Hodgkin developed a passion for chemistry from a young age. At the age of 18 she started studying chemistry at Somerville College, Oxford University. Later the college appointed her its first fellow and tutor in chemistry in 1936. In the 1940s, one of her students was Margaret Roberts, the future Prime Minister Margaret Thatcher, who installed a portrait of Hodgkin in Downing Street.
Hodgkin’s mentor Professor John Desmond Bernal was an open and vocal member of the Communist Party and faithful supporter of the Soviet regime until its invasion of Hungary. Hodgkin was never a communist, but had a concern about social inequalities and a determination to do what she could to prevent armed conflict and, in particular, the threat of nuclear war.

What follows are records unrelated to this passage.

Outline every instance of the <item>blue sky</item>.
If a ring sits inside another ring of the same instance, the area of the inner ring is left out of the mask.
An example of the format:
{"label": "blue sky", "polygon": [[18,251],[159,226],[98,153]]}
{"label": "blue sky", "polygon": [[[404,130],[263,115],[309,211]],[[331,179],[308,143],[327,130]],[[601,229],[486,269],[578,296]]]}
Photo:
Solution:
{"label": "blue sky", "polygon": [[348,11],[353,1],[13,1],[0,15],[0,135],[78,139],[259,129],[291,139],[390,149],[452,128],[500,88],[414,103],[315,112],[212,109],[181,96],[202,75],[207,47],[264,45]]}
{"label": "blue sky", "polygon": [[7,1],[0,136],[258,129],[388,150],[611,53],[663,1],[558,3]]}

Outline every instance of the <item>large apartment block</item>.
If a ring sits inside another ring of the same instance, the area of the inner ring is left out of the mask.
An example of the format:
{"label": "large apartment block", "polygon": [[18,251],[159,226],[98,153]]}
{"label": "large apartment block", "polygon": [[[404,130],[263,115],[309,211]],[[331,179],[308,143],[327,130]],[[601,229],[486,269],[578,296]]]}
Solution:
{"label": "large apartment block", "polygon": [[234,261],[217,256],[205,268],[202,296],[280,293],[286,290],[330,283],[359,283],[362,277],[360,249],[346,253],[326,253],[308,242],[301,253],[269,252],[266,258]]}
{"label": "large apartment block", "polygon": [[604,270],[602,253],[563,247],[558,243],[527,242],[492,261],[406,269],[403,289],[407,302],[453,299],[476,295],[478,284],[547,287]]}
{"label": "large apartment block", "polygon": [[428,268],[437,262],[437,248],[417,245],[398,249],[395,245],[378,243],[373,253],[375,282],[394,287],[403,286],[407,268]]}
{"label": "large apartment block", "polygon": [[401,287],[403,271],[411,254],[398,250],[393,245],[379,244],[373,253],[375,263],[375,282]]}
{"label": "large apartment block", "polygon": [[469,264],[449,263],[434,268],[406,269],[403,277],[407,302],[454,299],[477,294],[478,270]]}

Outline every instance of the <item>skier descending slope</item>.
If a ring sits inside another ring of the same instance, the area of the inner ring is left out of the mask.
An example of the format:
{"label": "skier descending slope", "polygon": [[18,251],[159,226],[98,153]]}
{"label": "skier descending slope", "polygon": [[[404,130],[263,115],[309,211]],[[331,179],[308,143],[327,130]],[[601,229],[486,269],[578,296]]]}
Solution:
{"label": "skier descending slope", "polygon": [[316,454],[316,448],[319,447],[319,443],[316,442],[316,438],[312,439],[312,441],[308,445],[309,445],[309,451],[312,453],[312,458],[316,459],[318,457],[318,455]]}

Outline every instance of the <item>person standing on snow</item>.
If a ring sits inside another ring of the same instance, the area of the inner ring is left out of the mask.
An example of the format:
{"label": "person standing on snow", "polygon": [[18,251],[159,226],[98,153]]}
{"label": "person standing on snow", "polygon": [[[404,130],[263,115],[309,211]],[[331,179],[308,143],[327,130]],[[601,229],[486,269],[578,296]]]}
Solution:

Dorothy Hodgkin’s 104th birthday was on May 12, 2014. Google celebrated it with this Doodle.
Eva Ekeblad - a countess who brought the potato to the people
Her insights on starch from potatoes helped reduce famine in years to come
Ekeblad was a Swedish countess, salon hostess, agronomist and scientist. On top of that, she was a mother of 7 children.
In 1746, she wrote to the Royal Swedish Academy of Sciences on her discoveries of how to make flour and alcohol out of potatoes. Her work turned potatoes, initially only cultivated in the greenhouses of the aristocracy, into a staple food in Sweden, and increased the supply of wheat, rye and barley available for making bread, since potatoes could be used instead to make alcohol. This helped reduce the frequency of famines. She also discovered a method of bleaching cotton textile and yarn with soap in 1751.
For her scientific and delicious work, Ekeblad became the first woman elected to the Royal Swedish Academy of Sciences in 1748. She was truly a pioneer – the next woman recognized in those ranks would come 203 years later.
Her Doodle appeared in many countries worldwide on July 10, 2017, for her 293rd birthday.